I'm currently analyzing a process that is considered too slow.
In summary, it's a task that loads a lot of data from Microsoft SQL Server, performs some basic stuff on it, and creates a report. It currently takes from five to six hours, whereas the stakeholders expect it to take three to four hours.
Basic analysis showed that:
- The application server that runs the actual task is underused. The CPU usage stays very low (less than 5%), there is plenty of memory, and the SSD is not used much either.
- The database server seem to get most of the job. Its CPU usage occasionally averages 85% (although most of the time, it stays around 20%). The memory is used at 99%, but this is expected—the default behavior of SQL Server is to fill all the memory. The SSD is used roughly at 80%.
- The network usage, measured at the database server, varies a lot—sometimes it remains at nearly zero, and sometimes it peaks at 2.5 Gbps.
Now, what do I do next to understand where the bottleneck is, given that none of the resources seem to be used at 100%?
I guess there are three possible scenarios:
The network is the issue, and the machines are simply waiting for the data to be sent/received. As both the database server and the application server are on premises, and there are lots of other things going on between all other machines in the data center, if the router is busy with other traffic, it may only allow, say, 500 Mbps between the database server and the application server, whereas a few minutes later, it would make it possible to reach 2.5 Gbps.

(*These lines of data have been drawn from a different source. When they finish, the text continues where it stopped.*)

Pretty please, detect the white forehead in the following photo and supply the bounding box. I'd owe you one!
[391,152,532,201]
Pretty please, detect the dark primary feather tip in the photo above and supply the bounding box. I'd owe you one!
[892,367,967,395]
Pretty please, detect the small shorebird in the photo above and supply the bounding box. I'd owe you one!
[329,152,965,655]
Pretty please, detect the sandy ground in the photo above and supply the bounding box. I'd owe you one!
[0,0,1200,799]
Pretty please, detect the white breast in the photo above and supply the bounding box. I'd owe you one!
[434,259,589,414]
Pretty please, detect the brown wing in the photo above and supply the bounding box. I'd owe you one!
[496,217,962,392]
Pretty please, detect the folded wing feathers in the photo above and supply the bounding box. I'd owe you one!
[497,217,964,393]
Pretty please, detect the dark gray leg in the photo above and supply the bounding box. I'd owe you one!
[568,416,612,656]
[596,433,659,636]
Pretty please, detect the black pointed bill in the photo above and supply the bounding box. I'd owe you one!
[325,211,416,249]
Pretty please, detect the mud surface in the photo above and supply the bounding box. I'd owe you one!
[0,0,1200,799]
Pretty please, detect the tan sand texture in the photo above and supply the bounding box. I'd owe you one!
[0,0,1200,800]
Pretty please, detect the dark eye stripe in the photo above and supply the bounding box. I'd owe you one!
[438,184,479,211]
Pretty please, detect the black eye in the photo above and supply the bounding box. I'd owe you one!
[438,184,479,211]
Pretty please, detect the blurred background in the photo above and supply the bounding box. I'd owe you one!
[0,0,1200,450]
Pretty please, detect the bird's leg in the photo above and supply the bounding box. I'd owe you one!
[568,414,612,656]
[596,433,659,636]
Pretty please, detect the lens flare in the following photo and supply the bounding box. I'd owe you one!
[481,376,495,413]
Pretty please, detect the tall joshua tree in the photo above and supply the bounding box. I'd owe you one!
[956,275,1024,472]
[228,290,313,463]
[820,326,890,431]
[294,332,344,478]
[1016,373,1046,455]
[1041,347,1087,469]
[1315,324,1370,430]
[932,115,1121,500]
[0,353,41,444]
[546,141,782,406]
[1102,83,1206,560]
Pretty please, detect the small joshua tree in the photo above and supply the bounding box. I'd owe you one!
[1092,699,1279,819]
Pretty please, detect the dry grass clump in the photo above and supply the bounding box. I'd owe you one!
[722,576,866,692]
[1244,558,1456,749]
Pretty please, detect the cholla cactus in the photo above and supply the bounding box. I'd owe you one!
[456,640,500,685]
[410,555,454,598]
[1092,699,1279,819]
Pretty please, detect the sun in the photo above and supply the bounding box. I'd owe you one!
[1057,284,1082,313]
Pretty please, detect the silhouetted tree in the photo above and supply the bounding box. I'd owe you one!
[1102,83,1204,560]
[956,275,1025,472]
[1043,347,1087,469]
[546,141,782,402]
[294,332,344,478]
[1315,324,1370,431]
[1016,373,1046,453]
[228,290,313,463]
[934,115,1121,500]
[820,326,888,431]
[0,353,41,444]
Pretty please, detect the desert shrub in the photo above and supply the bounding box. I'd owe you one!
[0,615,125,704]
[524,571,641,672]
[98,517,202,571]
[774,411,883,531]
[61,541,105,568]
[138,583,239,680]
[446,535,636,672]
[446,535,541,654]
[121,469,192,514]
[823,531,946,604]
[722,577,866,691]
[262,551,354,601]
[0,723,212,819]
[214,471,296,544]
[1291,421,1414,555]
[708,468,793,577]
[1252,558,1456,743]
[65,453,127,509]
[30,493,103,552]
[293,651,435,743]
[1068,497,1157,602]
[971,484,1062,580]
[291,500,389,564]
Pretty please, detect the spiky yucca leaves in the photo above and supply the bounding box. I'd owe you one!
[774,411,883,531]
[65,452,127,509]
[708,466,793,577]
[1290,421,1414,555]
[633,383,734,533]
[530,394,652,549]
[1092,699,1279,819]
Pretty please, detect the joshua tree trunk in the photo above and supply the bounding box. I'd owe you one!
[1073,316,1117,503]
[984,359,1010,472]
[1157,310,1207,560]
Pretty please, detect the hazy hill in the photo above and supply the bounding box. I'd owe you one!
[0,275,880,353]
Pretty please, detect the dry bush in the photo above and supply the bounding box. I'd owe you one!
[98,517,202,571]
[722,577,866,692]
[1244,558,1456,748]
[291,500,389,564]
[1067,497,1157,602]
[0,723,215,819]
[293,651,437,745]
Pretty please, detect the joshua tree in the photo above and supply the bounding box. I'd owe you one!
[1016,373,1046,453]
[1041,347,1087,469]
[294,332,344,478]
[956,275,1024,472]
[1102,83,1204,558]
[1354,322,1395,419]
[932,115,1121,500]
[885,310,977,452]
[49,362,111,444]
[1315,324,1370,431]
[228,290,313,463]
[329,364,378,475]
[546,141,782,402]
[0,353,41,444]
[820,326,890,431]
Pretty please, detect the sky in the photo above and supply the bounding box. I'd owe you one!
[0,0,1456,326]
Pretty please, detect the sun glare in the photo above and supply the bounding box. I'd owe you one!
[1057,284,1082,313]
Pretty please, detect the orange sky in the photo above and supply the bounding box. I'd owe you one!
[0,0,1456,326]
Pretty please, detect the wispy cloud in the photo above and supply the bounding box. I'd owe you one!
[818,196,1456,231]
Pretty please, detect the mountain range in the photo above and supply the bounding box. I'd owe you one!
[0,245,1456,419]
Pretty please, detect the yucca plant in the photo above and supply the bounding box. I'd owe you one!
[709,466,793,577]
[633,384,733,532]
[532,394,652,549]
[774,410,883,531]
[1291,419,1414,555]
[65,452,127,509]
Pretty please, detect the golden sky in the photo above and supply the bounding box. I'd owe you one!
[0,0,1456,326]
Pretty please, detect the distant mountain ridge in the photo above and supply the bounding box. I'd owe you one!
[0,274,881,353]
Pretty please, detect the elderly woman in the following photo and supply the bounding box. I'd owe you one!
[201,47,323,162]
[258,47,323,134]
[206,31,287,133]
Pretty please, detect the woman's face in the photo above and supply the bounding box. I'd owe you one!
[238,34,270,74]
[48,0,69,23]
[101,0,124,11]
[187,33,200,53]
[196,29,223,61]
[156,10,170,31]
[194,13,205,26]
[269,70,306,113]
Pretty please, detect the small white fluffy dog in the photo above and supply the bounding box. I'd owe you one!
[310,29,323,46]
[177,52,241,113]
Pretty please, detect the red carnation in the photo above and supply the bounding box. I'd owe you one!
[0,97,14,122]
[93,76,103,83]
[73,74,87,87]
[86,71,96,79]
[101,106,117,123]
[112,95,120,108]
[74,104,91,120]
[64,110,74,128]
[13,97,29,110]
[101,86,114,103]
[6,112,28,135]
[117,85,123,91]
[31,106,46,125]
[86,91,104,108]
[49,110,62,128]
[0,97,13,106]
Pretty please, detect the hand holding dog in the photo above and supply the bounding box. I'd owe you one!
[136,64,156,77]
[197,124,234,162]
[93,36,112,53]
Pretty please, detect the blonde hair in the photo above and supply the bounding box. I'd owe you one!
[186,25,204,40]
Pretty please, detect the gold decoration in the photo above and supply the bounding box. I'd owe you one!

There is not one, but multiple factors that cause slowness. For instance, at a given moment, the data may be ready to be sent by the database, but the network is slow; a few minutes later, the network is fast, but the new data is not ready and the CPU or the SSD become the bottleneck.
The issue is somewhere else—maybe something is just idling, while waiting for a lock.
How do I figure out which one of those scenarios is correct—and eventually find how to optimize the task by improving either the hardware or the actual task?